Снова замолчали. Сидели, как в воду опущенные, — замучили, видно, обоих беспокойные мысли.
ЧАСТЬ ВТОРАЯ
1
Год 1842-й. Лето…
Шералы вел на далеком горном выпасе жизнь спокойную и беспечную. Нынче с утра он вдоволь напился холодного, как лед, кумыса, разбавленного водой, потом сел на выносливую, ходкую сивую лошадь и пригнал из ночного косяк дойных кобылиц. Завернув косяк к коновязи, начал он ловить укрюком[16] жеребят. Обыденное, привычное дело; Шералы и делал его с привычной сноровкой, ни о чем не думая. Почти все жеребята были уже привязаны, когда к нему подошел джигит.

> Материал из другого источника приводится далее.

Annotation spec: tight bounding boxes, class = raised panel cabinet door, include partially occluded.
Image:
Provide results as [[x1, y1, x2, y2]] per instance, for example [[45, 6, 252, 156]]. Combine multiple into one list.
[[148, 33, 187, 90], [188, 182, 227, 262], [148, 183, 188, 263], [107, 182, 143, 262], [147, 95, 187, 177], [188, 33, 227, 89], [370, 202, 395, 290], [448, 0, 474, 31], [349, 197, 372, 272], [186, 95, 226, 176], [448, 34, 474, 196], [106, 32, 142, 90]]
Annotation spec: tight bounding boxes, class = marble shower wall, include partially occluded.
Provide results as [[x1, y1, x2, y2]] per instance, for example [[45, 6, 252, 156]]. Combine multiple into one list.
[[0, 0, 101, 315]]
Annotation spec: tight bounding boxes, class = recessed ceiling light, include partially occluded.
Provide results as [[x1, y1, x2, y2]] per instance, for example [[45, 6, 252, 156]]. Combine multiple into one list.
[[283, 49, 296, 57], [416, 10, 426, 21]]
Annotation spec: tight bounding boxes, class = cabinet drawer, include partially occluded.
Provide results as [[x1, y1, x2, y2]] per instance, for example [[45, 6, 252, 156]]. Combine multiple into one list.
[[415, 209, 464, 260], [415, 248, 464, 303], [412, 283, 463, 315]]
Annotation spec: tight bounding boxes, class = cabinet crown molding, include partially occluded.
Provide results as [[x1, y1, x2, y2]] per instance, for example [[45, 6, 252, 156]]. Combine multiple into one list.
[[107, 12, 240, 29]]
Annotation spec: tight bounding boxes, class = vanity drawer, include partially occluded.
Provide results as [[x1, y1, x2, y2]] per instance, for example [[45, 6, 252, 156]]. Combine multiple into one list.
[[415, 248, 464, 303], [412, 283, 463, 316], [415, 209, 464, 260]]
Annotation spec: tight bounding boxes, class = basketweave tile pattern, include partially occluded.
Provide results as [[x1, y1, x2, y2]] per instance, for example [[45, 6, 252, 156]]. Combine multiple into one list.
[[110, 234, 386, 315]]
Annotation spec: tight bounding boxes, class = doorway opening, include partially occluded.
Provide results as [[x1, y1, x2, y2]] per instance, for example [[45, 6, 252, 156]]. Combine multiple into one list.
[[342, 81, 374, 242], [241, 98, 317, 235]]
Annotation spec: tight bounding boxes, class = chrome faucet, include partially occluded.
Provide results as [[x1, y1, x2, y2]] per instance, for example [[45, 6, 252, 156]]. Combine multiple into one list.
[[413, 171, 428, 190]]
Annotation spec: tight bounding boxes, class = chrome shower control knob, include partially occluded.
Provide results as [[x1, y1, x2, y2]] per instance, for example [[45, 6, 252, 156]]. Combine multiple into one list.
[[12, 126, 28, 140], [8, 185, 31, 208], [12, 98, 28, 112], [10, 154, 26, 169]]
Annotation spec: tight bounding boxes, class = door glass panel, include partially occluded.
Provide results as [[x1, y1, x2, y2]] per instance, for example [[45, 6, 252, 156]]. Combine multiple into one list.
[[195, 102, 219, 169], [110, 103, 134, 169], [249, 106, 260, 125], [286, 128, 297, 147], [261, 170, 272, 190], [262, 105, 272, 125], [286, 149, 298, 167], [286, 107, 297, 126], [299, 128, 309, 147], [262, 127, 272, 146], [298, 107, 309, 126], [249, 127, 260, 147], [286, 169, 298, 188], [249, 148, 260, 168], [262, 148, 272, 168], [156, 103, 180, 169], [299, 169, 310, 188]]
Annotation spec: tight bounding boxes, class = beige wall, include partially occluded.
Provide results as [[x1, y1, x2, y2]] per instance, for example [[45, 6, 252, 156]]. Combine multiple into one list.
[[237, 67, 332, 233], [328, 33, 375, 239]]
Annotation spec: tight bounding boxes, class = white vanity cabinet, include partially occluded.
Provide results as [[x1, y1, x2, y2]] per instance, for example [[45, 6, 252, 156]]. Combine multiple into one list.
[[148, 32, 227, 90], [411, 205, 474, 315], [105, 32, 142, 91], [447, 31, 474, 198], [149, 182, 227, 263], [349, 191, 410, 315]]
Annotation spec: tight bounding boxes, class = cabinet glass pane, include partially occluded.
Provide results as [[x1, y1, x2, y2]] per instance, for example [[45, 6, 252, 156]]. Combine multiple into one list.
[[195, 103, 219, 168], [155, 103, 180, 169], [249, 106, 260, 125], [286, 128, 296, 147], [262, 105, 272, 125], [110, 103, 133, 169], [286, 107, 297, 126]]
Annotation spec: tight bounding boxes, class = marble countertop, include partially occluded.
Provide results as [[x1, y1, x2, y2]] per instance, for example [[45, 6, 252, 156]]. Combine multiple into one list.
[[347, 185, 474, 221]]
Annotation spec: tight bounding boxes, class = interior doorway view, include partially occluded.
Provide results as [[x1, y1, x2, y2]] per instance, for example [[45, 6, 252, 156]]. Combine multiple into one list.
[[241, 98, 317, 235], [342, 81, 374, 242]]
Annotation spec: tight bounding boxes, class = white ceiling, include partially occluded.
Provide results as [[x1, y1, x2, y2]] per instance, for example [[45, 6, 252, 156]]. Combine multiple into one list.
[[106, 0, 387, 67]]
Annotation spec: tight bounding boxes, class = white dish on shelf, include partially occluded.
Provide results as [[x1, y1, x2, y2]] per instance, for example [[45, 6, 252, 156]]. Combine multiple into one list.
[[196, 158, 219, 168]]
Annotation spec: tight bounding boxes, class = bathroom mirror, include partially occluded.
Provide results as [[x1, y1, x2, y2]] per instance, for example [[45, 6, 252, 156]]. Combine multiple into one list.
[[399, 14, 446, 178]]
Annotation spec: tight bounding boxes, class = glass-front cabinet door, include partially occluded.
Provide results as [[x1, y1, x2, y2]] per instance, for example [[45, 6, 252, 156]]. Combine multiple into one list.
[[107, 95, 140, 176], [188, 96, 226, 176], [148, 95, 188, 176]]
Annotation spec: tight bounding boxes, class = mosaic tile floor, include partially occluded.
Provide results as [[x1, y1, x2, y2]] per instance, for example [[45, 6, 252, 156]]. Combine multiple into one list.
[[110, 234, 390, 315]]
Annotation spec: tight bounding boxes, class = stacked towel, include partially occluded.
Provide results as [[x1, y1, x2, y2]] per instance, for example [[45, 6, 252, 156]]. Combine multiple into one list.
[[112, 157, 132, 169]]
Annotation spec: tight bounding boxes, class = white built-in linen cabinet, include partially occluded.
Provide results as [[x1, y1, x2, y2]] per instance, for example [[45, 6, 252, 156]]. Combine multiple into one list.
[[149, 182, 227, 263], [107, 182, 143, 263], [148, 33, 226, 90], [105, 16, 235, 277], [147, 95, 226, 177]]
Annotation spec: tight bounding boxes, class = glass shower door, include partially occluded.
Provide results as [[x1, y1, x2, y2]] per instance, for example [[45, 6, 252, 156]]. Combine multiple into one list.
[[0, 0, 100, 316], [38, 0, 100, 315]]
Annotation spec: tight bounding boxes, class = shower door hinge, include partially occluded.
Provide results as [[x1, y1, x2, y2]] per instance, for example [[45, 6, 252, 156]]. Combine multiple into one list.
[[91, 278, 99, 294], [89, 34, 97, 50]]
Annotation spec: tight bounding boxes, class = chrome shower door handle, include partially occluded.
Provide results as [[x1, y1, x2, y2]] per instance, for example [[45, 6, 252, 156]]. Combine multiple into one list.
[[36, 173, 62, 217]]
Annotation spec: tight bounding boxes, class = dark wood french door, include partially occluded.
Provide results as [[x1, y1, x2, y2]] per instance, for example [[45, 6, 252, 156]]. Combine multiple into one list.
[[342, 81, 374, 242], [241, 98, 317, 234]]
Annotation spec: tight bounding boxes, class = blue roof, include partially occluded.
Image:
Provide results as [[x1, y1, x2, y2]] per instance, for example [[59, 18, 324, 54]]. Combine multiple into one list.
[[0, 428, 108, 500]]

— Тебя датха зовет, Шералы, идем, — сказал он.
Шералы привязал последнего жеребенка и поплелся за джигитом, озадаченный. Чего это старик вдруг вспомнил о нем? И поглядит-то, бывало, в год раз, а тут — на, вызывает.
Справа от входа с большую юрту укреплен на высоком шесте белый бунчук. Чужие, незнакомые люди стоят у коновязи возле юрты. Еще со вчерашнего дня начали съезжаться сюда старейшины из аилов. Шералы их не знает, да и откуда ему знать? Он решил, что к Аджи-баю-датхе заявились в очередной раз какие-нибудь льстецы и прихлебатели, которым только и нужно, что даровое угощенье. Когда подошли поближе, он понял, что народу прибыло много, — от людского говора юрта гудела, как пчелиный улей.